As alterações de volume e peso são marcantes, visto que fora do período gestacional o útero
normal é um órgão compacto, que pesa aproximadamente 60 a 70 g, com capacidade interna
de até 10 mL e dimensões aproximadas de 7 cm de comprimento, 4 a 5 cm de largura e 2 a 3
cm de espessura (1 a 2 cm entre a cavidade e a serosa) e, no termo da gestação, apresenta-se
como um órgão com peso de 700 a 1.200 g, capacidade total de 5 L (podendo chegar a 20 L em
determinadas situações) e dimensões de comprimento, largura e espessura de
aproximadamente 30, 24 e 22 cm, respectivamente.135,138,147,153

Embora retorne a posição, forma e consistência pré-gestacionais após o puerpério, com


redução significativa de suas dimensões, o útero mantém tamanho pouco maior
progressivamente a cada gestação.

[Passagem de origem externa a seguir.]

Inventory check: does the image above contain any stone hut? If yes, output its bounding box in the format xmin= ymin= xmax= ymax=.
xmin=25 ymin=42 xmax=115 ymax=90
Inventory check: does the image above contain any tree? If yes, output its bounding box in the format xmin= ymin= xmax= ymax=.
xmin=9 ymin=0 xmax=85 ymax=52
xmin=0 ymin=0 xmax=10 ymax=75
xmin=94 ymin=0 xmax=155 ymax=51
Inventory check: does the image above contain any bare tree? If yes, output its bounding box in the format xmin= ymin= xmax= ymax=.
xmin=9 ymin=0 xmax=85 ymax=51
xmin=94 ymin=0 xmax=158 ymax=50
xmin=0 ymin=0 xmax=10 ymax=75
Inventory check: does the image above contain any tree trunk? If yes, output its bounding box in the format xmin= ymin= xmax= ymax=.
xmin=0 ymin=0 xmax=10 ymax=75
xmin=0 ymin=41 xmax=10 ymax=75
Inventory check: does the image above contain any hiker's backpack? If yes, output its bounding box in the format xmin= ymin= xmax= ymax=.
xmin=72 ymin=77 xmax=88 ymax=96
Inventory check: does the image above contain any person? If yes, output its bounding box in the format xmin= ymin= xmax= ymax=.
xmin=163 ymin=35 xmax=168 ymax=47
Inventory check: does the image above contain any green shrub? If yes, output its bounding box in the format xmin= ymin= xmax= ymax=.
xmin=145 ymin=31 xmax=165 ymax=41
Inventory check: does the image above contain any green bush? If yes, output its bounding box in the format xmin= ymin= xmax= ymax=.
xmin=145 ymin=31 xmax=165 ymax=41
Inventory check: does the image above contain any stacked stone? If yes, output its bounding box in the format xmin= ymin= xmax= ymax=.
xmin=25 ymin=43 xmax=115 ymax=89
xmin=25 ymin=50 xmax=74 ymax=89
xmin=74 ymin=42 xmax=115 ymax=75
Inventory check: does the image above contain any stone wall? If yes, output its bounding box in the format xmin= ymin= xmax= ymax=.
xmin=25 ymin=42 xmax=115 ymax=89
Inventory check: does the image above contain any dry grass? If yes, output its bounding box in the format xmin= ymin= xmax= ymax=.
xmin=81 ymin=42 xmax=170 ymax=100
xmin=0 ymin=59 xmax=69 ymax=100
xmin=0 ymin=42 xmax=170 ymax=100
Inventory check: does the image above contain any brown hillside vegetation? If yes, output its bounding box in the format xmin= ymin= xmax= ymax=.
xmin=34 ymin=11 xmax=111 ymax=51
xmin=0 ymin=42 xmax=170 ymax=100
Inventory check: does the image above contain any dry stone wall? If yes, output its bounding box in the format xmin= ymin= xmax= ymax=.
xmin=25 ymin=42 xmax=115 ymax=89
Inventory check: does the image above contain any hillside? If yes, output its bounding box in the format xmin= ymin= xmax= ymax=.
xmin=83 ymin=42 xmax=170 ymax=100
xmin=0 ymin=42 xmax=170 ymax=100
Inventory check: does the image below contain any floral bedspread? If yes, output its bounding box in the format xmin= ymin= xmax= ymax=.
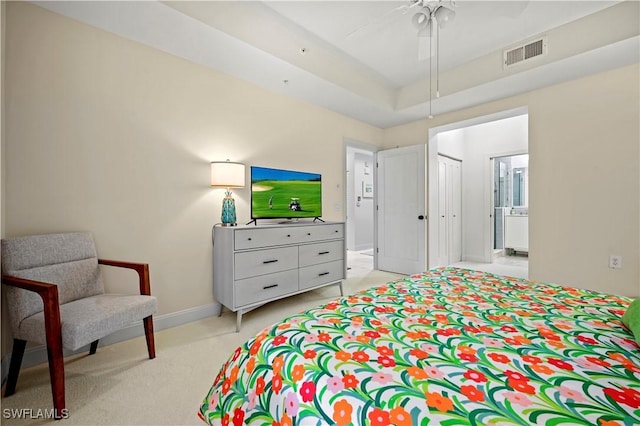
xmin=198 ymin=268 xmax=640 ymax=426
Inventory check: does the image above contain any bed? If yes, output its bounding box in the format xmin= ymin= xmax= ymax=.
xmin=198 ymin=268 xmax=640 ymax=426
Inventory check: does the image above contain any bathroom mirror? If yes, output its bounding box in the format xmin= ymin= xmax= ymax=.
xmin=512 ymin=167 xmax=527 ymax=207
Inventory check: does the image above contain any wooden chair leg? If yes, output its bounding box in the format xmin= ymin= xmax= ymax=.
xmin=89 ymin=339 xmax=100 ymax=355
xmin=4 ymin=339 xmax=27 ymax=396
xmin=47 ymin=332 xmax=66 ymax=419
xmin=142 ymin=315 xmax=156 ymax=359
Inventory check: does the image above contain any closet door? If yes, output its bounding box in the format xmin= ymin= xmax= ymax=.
xmin=438 ymin=160 xmax=449 ymax=266
xmin=447 ymin=160 xmax=462 ymax=263
xmin=438 ymin=155 xmax=462 ymax=265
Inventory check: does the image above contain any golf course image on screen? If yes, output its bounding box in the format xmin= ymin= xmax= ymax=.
xmin=251 ymin=166 xmax=322 ymax=219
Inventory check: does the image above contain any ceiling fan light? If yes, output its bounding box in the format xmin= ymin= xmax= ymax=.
xmin=434 ymin=6 xmax=456 ymax=28
xmin=411 ymin=11 xmax=429 ymax=30
xmin=418 ymin=25 xmax=431 ymax=37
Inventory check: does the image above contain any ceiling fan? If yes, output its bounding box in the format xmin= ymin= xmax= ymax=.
xmin=411 ymin=0 xmax=456 ymax=37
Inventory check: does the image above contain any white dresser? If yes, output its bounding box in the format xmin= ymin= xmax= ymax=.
xmin=213 ymin=222 xmax=346 ymax=331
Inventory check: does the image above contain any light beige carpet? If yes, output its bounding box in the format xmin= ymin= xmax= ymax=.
xmin=1 ymin=271 xmax=398 ymax=426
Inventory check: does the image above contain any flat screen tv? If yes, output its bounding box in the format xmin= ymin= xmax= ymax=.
xmin=251 ymin=166 xmax=322 ymax=221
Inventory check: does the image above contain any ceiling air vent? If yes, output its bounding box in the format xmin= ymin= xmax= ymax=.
xmin=503 ymin=38 xmax=547 ymax=68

O útero origina-se da fusão dos ductos de Müller e divide-
se em porções e camadas. Para melhor compreensão, cada uma das partes (corpo, istmo e
colo) será abordada de forma separada.153 Em relação às camadas uterinas, observam-se:135

Uma mais externa, o peritônio visceral, que recobre o corpo uterino em quase toda sua
extensão.

Uma mais interna, o endométrio, que sofre reação decidual para se adaptar à presença da
placenta e do concepto.

Uma intermediária e mais espessa, o miométrio, que é a camada em que ocorre o maior
número de modificações para que haja aumento da capacidade e do volume uterinos.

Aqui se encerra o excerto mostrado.